2 Euclydes da Cunha, in a book ignored by Runeberg, notes that for the heresiarch of Canudos, Antonio Conselheiro, virtue was “a kind of impiety almost.” An Argentine reader could recall analogous passages in the work of Almafuerte. Runeberg published, in the symbolist sheet Sju insegel, an assiduously descriptive poem, “The Secret Water”: the first stanzas narrate the events of one tumult
uous day; the last, the finding of a glacial pool; the poet suggests that the eternalness of this silent water checks our useless violence, and in some way allows and absolves it. The poem concludes in this way:
The water of the forest is still and felicitous,
And we, we can be vicious and full of pain.

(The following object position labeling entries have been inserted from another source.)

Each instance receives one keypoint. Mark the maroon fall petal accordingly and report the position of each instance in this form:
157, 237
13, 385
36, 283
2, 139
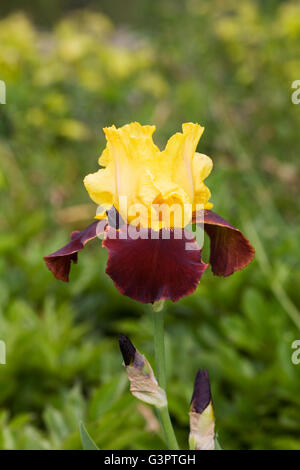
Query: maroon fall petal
59, 262
229, 248
155, 266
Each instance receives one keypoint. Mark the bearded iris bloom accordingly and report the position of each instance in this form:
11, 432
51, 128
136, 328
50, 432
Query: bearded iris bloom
155, 195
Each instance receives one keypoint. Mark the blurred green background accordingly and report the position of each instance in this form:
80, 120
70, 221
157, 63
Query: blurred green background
73, 67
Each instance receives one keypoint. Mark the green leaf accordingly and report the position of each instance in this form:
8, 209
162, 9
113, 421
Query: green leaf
86, 440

3 Maurice Abramowicz observes: “Jesus, d'après ce scandinave, a toujours le beau rôle; ses déboires, grâce à la science des typographes, jouissent d'une réputation polyglotte; sa résidence de trente-trois ans parmis les humains ne fut, en somne, qu'une villégiature.” Erfjord, in the third appendix to the Christelige Dogmatik, refutes this passage. He writes that the crucifying of God has not ceased, for anything which has happened once in time is repeated ceaselessly through all eternity. Judas, now, continues to receive the pieces of silver; he continues to hurl the pieces of silver in the temple; he continues to knot the hangman's noose on the field of blood. (Erfjord, to justify this affirmation, invokes the last chapter of the first volume of the Vindication of Eternity, by Jaromir Hladík.)